5:15 PM - 7:15 PM
[ACG41-P05] Preliminary Validation of the GSMaP Precipitation Gap-Filling Algorithm Using Machine Learning
Keywords:Global Precipitation Measurement, Machine Learning, Satellite Observation
Nguyen et al. (2020) reported that the accuracy of IR-based precipitation estimation can be significantly improved by using machine learning to classify precipitation cloud types in advance and constructing individual brightness temperature–precipitation intensity fitting functions for each cloud type. In this study, we attempted to dramatically enhance the precipitation estimation accuracy of GSMaP by incorporating this machine-learning-based cloud classification approach into the GSMaP precipitation interpolation algorithm.
The methodology of the previous study is based on the PERSIANN-Cloud Classification System (CCS) developed by Houg et al. (2004). First, cloud patches are detected using an IR brightness temperature threshold, and spatial distribution parameters of IR brightness temperature within each cloud patch are extracted as features. A self-organizing map is then created by vectorizing these features, enabling visualization of precipitation clouds with similar characteristics. In this study, we constructed a self-organizing map for precipitation cloud patches over Japan using multi-band IR observations from Himawari-8. As a result, we obtained consistent findings with previous studies, which indicated that the temperature gradient around the minimum brightness temperature is effective in classifying orographic precipitation. Furthermore, while the previous study used only a single IR band, we found that the cloud optical thickness index from split-window observations and the brightness temperature difference in the water vapor band are effective indicators for classifying orographic precipitation.

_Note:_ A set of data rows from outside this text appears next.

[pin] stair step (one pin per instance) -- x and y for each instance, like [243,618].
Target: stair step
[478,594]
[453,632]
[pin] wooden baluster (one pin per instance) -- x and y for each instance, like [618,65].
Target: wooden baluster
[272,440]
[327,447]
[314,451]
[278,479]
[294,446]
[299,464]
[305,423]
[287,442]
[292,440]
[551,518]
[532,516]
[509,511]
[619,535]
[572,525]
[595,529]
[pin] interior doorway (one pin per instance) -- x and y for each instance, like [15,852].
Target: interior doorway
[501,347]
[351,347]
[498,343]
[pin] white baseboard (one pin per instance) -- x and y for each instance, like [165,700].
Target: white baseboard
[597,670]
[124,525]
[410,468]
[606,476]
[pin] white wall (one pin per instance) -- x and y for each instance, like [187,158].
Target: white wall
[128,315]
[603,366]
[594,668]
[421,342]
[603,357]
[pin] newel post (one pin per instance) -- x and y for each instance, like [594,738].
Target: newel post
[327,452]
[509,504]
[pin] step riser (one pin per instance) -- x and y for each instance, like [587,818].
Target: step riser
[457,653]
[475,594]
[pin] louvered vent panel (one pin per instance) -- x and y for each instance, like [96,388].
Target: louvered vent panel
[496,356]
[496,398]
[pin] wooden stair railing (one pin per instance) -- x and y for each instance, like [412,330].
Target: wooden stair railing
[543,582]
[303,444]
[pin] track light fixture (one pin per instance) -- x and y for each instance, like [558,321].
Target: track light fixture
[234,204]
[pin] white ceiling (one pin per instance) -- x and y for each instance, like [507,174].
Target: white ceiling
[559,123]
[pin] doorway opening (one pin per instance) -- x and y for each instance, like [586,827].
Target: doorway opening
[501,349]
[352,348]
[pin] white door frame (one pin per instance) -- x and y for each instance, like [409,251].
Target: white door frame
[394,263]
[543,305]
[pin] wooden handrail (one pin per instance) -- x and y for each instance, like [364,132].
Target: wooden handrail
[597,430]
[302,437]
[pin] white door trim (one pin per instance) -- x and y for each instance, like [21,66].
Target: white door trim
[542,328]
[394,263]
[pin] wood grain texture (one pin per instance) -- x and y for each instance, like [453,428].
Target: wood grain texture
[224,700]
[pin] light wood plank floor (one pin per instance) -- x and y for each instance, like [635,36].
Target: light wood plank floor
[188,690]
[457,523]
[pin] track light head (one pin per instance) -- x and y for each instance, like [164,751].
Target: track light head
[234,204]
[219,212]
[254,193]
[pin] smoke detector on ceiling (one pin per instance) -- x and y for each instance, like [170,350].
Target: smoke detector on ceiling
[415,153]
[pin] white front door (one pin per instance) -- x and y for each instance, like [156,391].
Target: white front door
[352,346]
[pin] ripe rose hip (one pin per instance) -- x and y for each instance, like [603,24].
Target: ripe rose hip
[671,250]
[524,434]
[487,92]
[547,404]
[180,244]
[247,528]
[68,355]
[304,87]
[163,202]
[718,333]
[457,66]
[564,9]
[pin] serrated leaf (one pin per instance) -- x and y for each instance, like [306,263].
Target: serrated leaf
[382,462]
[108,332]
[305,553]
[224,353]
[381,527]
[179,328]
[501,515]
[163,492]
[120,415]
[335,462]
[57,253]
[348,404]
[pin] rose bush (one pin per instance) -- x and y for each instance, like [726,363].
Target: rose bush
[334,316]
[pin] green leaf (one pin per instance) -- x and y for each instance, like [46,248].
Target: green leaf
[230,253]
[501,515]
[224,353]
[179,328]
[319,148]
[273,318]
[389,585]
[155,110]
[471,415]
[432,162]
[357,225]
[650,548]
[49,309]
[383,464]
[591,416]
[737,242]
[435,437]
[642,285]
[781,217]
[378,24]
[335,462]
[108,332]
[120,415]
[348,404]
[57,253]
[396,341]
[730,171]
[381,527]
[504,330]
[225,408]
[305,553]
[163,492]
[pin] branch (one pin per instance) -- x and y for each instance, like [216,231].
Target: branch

By reconstructing brightness temperature–precipitation intensity fitting functions for each classified precipitation type, we achieved a substantial reduction in precipitation intensity estimation errors. When applying this type-specific fitting approach to a precipitation case along the southern coast of Honshu, the underestimation of orographic precipitation occurring on mountain slopes was significantly reduced.
This study was supported by the Japan Aerospace Exploration Agency (JAXA) as part of the collaborative research project "Development of High-Resolution GSMaP Algorithm."